Gosto de caminhar. É um velho hábito que exercitei enquanto as já cansadas pernas aguentaram. Caminhei pelos bosques da cidade, mas a insegurança levou-me a optar pelas ruas e avenidas de minha querida Vila Pompéia.
Gostava de observar as pessoas, de ver que no lugar de antigo terreno baldio se erguia imponente edifício. Gostava, sobretudo, dos jardins floridos, bem cuidados, onde se percebe a mão feminina. Assustavam-me apenas os cachorros que ladravam sem motivo e os motoristas que não respeitavam os pedestres.
Numa dessas andanças, já vai longe o tempo, quando o sol já começava a se pôr, ouvi o som de um piano. Acelerei o passo e identifiquei um sobrado de onde vinham os acordes de um choro de Ernesto Nazareth, Brejeiro, se não me trai a memória. Parei e ali permaneci até o final da música e prossegui meu caminho com a energia redobrada.
Nos dias que se seguiram voltei ao sobrado e era um encantamento ouvir o som daquele piano. Tornou-se um hábito e às vezes quando retomava a caminhada ficava a imaginar quem seria a intérprete: uma jovem e talentosa estudante de piano, uma senhora idosa que buscava nas notas de seu instrumento lembranças de sua mocidade? Ou um músico da noite ensaiando seu repertório?
Nunca tive a resposta…
Alguns dias depois dessa "descoberta" viajei. Fiquei alguns dias fora e no retorno fui, como sempre, fazer a minha caminhada e não deixei de passar pelo sobrado – trajeto obrigatório – para ouvir o som do piano. À medida que me aproximava percebi, para minha tristeza, apenas silêncio.

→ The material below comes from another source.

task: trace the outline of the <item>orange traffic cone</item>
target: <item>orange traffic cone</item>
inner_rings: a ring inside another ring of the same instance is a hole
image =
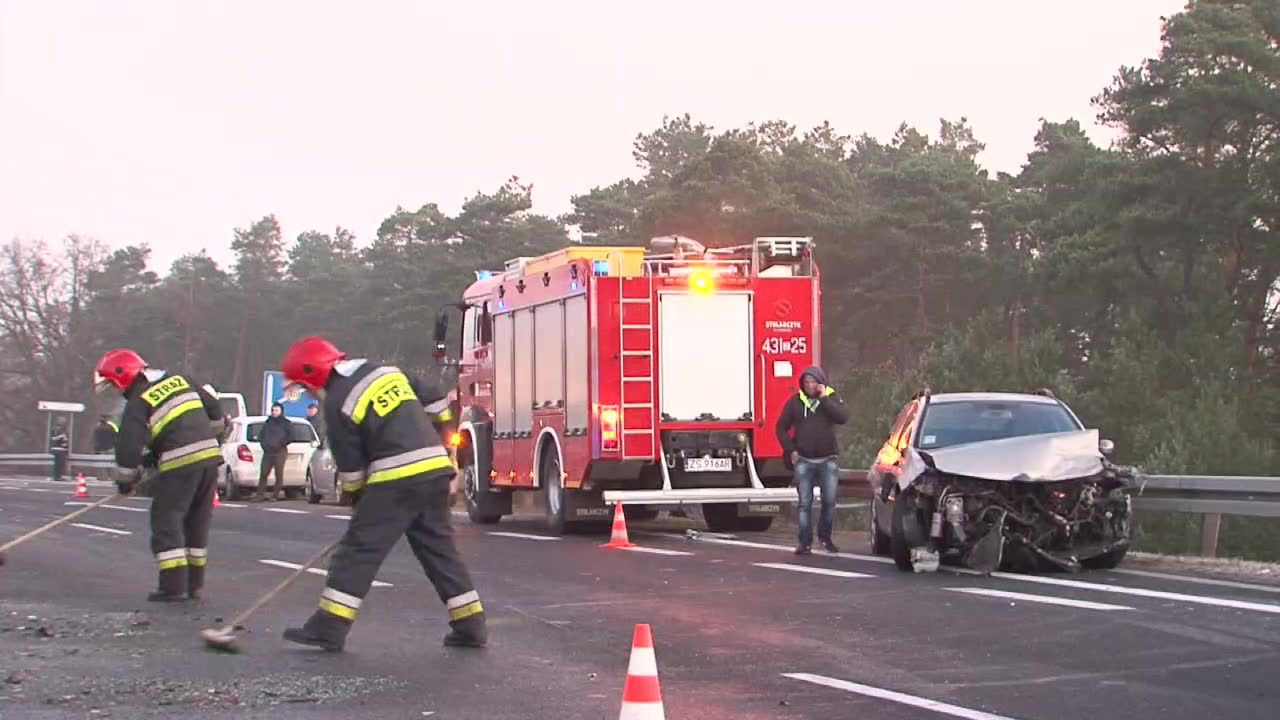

Acelerei o passo e, decepção! O sobrado fechado e no muro uma tristonha placa – VENDE-SE ESTA CASA. Doeu!
O tempo passou, mas até hoje, quando ouço o som de um piano, lembro-me daquele episódio e me pergunto: por onde andará aquele misterioso intérprete que ao cair da tarde, por algum tempo, fez involuntariamente a alegria de minhas solitárias caminhadas?
Mudei-me há muitos anos para um apartamento e hoje, impossibilitado pela idade, pelo tédio e pelo medo, limito-me a ficar enclausurado em minha própria casa, recordando-me dos bons tempos em que se podia caminhar sem sustos ou sobressaltos pelas ruas de nossa querida São Paulo.